The loss remained constant according to the above.

◎……Do not break more than 500 times○・・・300~
Broken after less than 500 cycles △... Broken after 100 to less than 300 cycles ×... 1... Broken after less than 100 cycles *4... Measured according to JIS K6767K.

◎”…729/10 More than skin width○…329/1
729/10 skin width exceeding 0 skin width △・・・19
/10 rib width exceeds 329/10 rib width×,. ．． ．．・．． 1
Less than 9/10 rib width *5...Using Bunshiron, it was compressed to a maximum stress of 4K at a rate of 10 skins/skin, and the elastic recovery rate of the residual strain was measured after the stress was removed.

◎“Recovery of 95% or more ○…Recovery of less than 85-95* △……Recovered less than 75-85 shots ×・・・Less than 75 shots *6... Judgment was made using the following criteria.

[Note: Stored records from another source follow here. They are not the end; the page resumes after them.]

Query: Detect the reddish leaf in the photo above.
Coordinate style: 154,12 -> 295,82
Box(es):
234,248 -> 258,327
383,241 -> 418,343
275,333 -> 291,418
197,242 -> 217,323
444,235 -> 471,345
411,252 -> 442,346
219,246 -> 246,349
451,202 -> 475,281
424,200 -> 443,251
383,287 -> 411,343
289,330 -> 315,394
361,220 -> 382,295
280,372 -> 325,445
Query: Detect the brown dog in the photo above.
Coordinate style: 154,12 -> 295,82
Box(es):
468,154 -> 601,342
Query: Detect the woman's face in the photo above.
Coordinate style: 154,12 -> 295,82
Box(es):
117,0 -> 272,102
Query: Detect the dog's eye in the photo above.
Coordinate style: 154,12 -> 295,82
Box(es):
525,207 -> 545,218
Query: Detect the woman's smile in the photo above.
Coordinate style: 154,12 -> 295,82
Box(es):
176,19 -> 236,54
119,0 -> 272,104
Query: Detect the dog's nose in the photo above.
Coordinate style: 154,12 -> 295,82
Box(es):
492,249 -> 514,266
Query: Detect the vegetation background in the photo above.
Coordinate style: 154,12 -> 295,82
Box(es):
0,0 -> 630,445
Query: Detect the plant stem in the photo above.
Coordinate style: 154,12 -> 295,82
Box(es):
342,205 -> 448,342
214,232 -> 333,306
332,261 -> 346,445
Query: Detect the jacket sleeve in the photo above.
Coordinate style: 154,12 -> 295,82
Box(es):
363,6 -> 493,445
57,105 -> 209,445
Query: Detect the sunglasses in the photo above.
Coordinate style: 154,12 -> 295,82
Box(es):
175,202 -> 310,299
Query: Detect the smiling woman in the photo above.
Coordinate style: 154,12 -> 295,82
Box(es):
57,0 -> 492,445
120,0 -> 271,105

◎……Good molding ○……Molding normal △・・・・Some molding defects occur ×・・・・・・Poor molding

Claims (1)

[Claims] 1. Vikatsu softening point: 115°C or higher, 0.950g/cm
Made of non-crosslinked high-density polyethylene with a density exceeding ^3, bulk density 0.01 to 0.3 g/cm^3, average cell diameter 2
Non-crosslinked high-density polyethylene pre-expanded particles characterized by having a particle size of 0μ to 500μ and a closed cell ratio of 65% or more. 2 Vikatsuto softening point 115℃ or higher, 0.950g/cm
A step of incorporating a volatile blowing agent into non-crosslinked high-density polyethylene particles having a density exceeding ^3, a step of dispersing the particles in a dispersion medium in a closed container, and a step of controlling the temperature in the closed container to 10° below the Vikato softening point of the particles. It is characterized by a step of opening one end of the container while maintaining the temperature within a range of 10°C higher than the Vikatto softening point from a temperature lower than 10°C, and simultaneously releasing the particles and the dispersion medium into an atmosphere at a lower pressure from inside the container. A method for producing pre-expanded non-crosslinked high-density polyethylene particles.